The purpose was to determine how many of these fatal casualties involve wheelchair users, by reviewing data collected through the National Highway Traffic Safety Administration’s Fatality Analysis Reporting System (FARS), as well as journalistic documents related to car crashes, made available through the LexisNexis network.
It was discovered that around 528 wheelchair-bound pedestrians had been the victims of traffic accidents on U.S. roads, from 2006 until 2012.
This means that in comparison with other wayfarers, wheelchair users faced a 36% higher risk of being fatally injured in a car crash.
In addition, the likelihood of dying in a vehicle collision was more than 5 times higher among men who required a wheelchair, than among their female counterparts.

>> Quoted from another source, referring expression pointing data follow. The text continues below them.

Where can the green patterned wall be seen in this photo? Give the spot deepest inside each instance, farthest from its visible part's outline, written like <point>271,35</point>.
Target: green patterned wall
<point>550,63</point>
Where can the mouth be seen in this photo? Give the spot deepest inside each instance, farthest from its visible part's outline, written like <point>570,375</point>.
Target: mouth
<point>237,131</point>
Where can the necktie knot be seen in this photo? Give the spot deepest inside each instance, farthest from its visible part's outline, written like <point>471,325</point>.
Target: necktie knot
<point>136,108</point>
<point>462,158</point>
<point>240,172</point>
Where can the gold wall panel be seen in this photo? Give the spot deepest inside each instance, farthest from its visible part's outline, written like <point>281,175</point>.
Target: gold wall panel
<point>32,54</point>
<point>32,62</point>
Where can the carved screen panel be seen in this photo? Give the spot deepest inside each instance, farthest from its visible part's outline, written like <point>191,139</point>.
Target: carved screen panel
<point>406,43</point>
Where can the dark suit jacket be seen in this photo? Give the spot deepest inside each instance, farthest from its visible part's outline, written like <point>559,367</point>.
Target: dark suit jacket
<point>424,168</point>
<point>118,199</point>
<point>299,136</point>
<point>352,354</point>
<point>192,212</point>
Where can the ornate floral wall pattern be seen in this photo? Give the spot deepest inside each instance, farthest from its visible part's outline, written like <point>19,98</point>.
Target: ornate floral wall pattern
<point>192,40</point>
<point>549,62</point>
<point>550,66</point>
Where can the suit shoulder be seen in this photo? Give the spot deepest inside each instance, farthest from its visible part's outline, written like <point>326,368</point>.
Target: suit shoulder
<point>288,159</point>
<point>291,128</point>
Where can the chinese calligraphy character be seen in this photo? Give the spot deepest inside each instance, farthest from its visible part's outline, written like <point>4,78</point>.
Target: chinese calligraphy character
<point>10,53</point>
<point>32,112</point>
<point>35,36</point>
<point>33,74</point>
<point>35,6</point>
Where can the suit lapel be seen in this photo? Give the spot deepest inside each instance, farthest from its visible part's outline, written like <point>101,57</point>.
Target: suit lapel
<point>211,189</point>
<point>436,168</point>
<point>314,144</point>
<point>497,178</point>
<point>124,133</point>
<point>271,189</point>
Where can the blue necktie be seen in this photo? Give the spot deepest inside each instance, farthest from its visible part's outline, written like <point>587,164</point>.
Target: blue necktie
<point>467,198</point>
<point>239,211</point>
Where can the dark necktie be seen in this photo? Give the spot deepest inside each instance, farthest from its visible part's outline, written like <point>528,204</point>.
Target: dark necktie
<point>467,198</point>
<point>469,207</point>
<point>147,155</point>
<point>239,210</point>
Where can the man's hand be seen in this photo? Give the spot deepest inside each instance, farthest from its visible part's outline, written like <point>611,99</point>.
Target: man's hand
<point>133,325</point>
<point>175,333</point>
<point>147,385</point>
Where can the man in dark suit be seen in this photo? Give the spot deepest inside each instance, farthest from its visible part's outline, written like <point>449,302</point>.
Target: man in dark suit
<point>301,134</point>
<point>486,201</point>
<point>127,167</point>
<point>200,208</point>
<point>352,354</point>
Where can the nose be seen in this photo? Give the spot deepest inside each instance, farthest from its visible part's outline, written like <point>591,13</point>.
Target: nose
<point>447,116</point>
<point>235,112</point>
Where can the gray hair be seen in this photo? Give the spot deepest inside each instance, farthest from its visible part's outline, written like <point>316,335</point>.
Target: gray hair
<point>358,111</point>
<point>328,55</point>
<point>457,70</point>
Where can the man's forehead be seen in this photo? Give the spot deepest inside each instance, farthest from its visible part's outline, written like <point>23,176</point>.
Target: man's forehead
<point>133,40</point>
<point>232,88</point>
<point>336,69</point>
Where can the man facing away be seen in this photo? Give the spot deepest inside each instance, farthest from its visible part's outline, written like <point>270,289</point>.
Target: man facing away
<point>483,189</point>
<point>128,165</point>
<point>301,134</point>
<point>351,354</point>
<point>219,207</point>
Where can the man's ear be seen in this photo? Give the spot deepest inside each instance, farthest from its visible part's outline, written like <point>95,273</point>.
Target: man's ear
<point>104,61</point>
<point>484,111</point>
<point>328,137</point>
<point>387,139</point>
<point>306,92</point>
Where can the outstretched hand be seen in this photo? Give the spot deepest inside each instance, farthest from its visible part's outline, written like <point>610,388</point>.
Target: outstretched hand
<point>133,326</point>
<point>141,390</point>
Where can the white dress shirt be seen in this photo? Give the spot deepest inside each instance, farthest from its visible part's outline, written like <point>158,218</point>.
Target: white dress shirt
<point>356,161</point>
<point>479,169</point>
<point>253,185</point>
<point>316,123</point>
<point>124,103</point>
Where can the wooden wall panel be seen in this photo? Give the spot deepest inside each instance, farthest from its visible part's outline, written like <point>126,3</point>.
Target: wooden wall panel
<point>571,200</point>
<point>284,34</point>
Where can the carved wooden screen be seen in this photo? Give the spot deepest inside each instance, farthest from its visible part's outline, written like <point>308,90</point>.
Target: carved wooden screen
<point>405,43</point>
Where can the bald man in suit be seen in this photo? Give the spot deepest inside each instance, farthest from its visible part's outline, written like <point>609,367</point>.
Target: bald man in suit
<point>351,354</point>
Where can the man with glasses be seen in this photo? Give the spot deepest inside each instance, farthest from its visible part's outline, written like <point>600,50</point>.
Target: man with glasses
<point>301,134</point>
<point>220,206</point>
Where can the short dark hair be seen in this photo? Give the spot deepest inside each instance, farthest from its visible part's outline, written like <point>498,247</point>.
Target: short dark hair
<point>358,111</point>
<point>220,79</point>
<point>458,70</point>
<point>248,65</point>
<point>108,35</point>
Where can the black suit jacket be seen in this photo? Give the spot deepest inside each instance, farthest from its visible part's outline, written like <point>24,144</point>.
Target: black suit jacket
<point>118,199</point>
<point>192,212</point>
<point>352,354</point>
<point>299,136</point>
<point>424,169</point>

The most vulnerable were mobility-impaired men aged between 50 and 64.
Even more alarmingly, in around 78% of the fatal accidents investigated by researchers, the drivers hadn’t made any detectable effort to prevent the crash, while in 21% of the cases victims had been denied the right-of-way.
Around half (47.5%) of the traffic collisions had taken place at junctions, and in 18% of these instances there had been no pedestrian walkway to ensure a safe crossing.
Moreover, in around 39% of the intesection collisions, there had been no stoplights, and traffic flow hadn’t been directed and optimized by police officers.
As Kraemer points out, when pedestrian crossings are absent and inadequate for wheelchair users, or when there are insufficient efforts undertaken to streamline traffic, roadside casualties are much more frequent.
As prior studies speculate, this may be because people confined to a wheelchair are lower to the ground in contrast with other pedestrians, which makes them more difficult to spot by drivers, and also much more vulnerable to being fatally injured.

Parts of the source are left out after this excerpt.